Die Lippe und die Schifffahrt

Die Lippe: Ein Fluss verändert seinen Lauf

Vor etwa 120.000 Jahren zog sich der riesige skandinavische Gletscher zum Ende der Saale-Eiszeit von der Ruhr aus nach Norden zurück. An seinem Südrand sammelte sich das Schmelzwasser in großen Rinnen und suchte dann den Weg zum Meer. Dieser Schmelzwasserablauf vereinigte sich nach der letzten Eiszeit mit der Karstquelle bei Lippstadt zur Lippe. Die damalige Lippe floss ursprünglich nach Nordwesten zur Ems. Erst nach einem Durchbruch zwischen den Borkenbergen und der Haard änderte sie ihre Fließrichtung nach Südwesten und erreichte entlang einer alten Schmelzwasserrinne den Rhein. Als längster Fluss Nordrhein-Westfalens entwässert sie heute eine Fläche von fast 4.900 Quadratkilometer über den Rhein zur Nordsee. Das Gefälle des Flusses ändert sich auf seinem Weg zur Mündung bei Wesel ständig und beträgt im Unterlauf ab Dorsten nur noch 8 Meter auf 18 Kilometer. Das führt zur Bildung eines Flachlandflusses mit einem breiten und flachen Flussbett. Sandbänke und eine verminderte Fließgeschwindigkeit begünstigen eine verstärkte Mäanderbildung in der Flussaue, die in den frühen Jahren von mehreren Armen der Lippe durchzogen wurde. Nachdem die Lippe im Laufe der Zeit viele Veränderungen durch den Menschen (Schifffahrtsweg, Energielieferant für Mühlen, Aufstauungen, Begradigungen, Vertiefungen, Eindeichung usw.) hinnehmen musste, versucht man heute, ihr teilweise wieder einen naturnahen Raum zurückzugeben.
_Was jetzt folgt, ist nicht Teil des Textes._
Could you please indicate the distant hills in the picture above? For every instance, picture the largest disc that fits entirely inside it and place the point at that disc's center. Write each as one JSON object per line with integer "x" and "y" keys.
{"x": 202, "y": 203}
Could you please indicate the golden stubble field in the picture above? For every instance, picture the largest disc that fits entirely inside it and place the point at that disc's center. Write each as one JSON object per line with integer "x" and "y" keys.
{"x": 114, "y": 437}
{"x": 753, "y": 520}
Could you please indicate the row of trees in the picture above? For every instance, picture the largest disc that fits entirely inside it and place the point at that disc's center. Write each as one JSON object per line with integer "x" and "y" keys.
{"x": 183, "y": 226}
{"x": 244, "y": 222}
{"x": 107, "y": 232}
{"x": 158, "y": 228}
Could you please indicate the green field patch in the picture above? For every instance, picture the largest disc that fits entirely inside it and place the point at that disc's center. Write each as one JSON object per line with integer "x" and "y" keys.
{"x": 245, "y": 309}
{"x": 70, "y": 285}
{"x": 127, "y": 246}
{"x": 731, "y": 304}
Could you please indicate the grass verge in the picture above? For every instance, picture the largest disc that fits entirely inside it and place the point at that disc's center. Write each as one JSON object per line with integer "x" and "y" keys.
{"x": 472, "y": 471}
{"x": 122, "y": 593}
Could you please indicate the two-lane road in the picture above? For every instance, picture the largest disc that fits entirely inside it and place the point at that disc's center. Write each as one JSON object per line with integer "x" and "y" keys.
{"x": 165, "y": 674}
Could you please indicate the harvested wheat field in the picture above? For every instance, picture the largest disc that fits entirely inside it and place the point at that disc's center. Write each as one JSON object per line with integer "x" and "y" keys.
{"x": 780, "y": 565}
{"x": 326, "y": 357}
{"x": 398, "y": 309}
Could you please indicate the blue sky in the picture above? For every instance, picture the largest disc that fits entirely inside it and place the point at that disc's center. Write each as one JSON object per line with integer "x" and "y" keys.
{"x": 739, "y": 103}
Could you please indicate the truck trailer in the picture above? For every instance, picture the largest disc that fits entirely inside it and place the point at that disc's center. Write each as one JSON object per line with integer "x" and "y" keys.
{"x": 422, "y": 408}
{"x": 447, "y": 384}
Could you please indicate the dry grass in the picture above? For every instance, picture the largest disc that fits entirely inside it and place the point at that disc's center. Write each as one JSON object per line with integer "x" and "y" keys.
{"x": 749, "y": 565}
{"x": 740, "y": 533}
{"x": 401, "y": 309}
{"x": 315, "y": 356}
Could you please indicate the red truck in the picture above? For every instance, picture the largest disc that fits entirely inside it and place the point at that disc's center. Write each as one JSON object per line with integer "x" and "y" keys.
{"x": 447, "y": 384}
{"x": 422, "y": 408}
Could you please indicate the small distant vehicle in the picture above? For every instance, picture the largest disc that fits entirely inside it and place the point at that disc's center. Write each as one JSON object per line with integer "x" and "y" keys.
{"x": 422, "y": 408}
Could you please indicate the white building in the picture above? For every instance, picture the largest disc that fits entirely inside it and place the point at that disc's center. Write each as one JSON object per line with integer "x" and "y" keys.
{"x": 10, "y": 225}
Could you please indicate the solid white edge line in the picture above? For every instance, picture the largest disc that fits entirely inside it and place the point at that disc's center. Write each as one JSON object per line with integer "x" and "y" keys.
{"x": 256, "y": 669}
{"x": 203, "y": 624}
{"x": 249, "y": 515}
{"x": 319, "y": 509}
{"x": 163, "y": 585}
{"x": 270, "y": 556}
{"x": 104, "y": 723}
Im Raum Dorsten bildete die in der Flussaue träge daher fließende Lippe verschieden große Mäander aus. Bei Hochwasser, wie nach der Schneeschmelze 1890, wurde sie zu einem wilden Fluss und erreichte eine Breite von circa 550 Metern, bei Holsterhausen sogar 1500 Metern. Durch solche Ereignisse verlegt sich das Flussbett der Lippe häufig. So floss die Lippe während der Römerzeit nördlich der heutigen Altstadt von Dorsten, südlich des Stadtteils Hervest und am Römerlager in Holsterhausen vorbei in Richtung Haus Hagenbeck. Dieser alte Verlauf beginnt östlich von Haus Ostendorf und nimmt in der Wenge den südlich fließenden Wien- und Hammbach auf. Beide verlaufen von dort aus westlich im alten Lippe-Flussbett, dessen Rinne noch an den alten Uferböschungen zu erkennen ist. Mitte des 1. Jahrhunderts verlegte die Lippe dann ihren Lauf in das Gebiet südlich des Segelfluggeländes, der heutigen Altstadt und der Hardt. Dieser Lauf hat etwa bis 500 n. Chr. existiert. Die beginnende Rodungsperiode zwischen dem 4. Und 6. Jahrhundert, die größere Wasserabflüsse mit sich brachte, verursachte eine neue Verlagerung. Ein weiterer neuer Arm entstand um 600 bis 650, mitten im Bereich der heutigen Altstadt. Um 750 änderte die Lippe dann schließlich ihren Lauf in den Bereich zwischen Maria Lindenhof, Im Werth und Hohenkamp, ungefähr in das Gebiet, auf dem später der Wesel-Datteln-Kanal gebaut wurde. In diesem Zuge verlegte man die Lippe erneut. Aufgrund von bergbaubedingten Absenkungen ist die Lippe eingedeicht, um die Bevölkerung vor Hochwasser zu schützen.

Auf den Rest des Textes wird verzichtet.